ANN ARBOR, Mich. — Long after recovery, many Americans are still rife with a different kind of pain: financial stress. Researchers from the University of Michigan are showing just how devastating a hospital stay can be for the average American nowadays. Their study reveals that incidents of both medical debt entering the collections process and bankruptcy are much higher among working-age Americans following hospitalization for traumatic injury.
Study authors report the percentage of Americans with medical debts so overdue that a collection agency gets involved, as well as the size of those debts, tends to be much higher among those who suffered an injury serious enough to require a hospital stay over the prior two years. Those who had recently been hospitalized were also about twice as likely to declare bankruptcy.
The research team compared two groups of Americans between the ages of 18 and 65. Both had the same kind of commercial health insurance but suffered major injuries in different years.
Participants whose major injuries took place in 18 months before study authors took a “snapshot” of their finances were 23 percent more likely to have medical bills in debt collections. Similarly, this group also had 70 percent larger amounts of medical debt in collections. Few individuals across both groups filed for bankruptcy, but such an action was twice as common among those hospitalized for a traumatic injury over the past year-and-a-half.
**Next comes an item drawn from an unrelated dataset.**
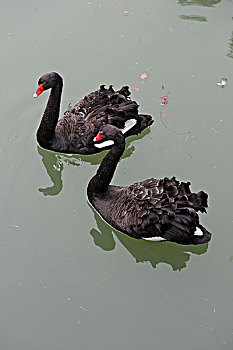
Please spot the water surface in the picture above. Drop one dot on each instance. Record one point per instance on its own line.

Patients end up owing thousands in out-of-pocket expenses
According to first study author John Scott, M.D., M.P.H., this work highlights the urgent need to restructure health insurance plans and reduce or cap cost-sharing for highly necessary trauma care. Dr. Scott is an assistant professor of surgery, and cares for critically injured patients at Michigan Medicine, U-M’s academic medical center.
“Much of our medical research to date has focused on improving outcomes while patients are in the hospital, but our understanding of the way patients’ lives are affected as they recover has always been limited,” Scott says in a university release. “Our findings show that the negative impact of traumatic injuries on patients’ lives does not end when they leave the hospital. Instead, they have bills that they cannot pay, and there is emerging evidence this debt may further impact their ability to achieve an optimal recovery.”
In collaboration with Nora Becker, M.D., Ph.D., an assistant professor of internal medicine, and others from the Michigan Health Economics and Affordability Lab (M-HEAL), Dr. Scott linked the insurance records from nearly 5,400 people to their credit reports from January 2021. Importantly, the records were anonymous to protect the identities of those involved.
Researchers were sure to choose participants hospitalized in 2019 and early 2020 (the “post-injury” credit data group). They also recruited others who were similar in many ways except that their hospitalization occurred later on in 2021 (the “pre-injury” credit data group). Patients across both groups spent an average of five days in the hospital, including at least one night in the intensive care unit for just over a third of both groups.
Depending on each patient’s health insurance plan, these individuals may have had to deal with out-of-pocket co-pays and deductibles worth hundreds or thousands of dollars for inpatient care and follow-up appointments, study authors note.
Why do insurance plans do this?
Insurers and employers typically use deductibles and co-pays to drive down unnecessary use of health care, but these aren’t “optional” visits to the hospital. Study authors stress that post-injury care is largely not discretionary – it’s necessary for survival and positive long-term health outcomes.
“No one is overconsuming trauma care just because their deductible is low,” Dr. Scott concludes. “Eliminating or capping deductibles for traumatic injuries – just like the recent policies capping the cost of insulin for Medicare patients — could go a long way to ensure that all patients can achieve an optimal recovery after injury. If we fail to acknowledge the reality of the economic challenges our patients really face, then we risk curing patients into destitution.”
The study is published in JAMA Health Forum.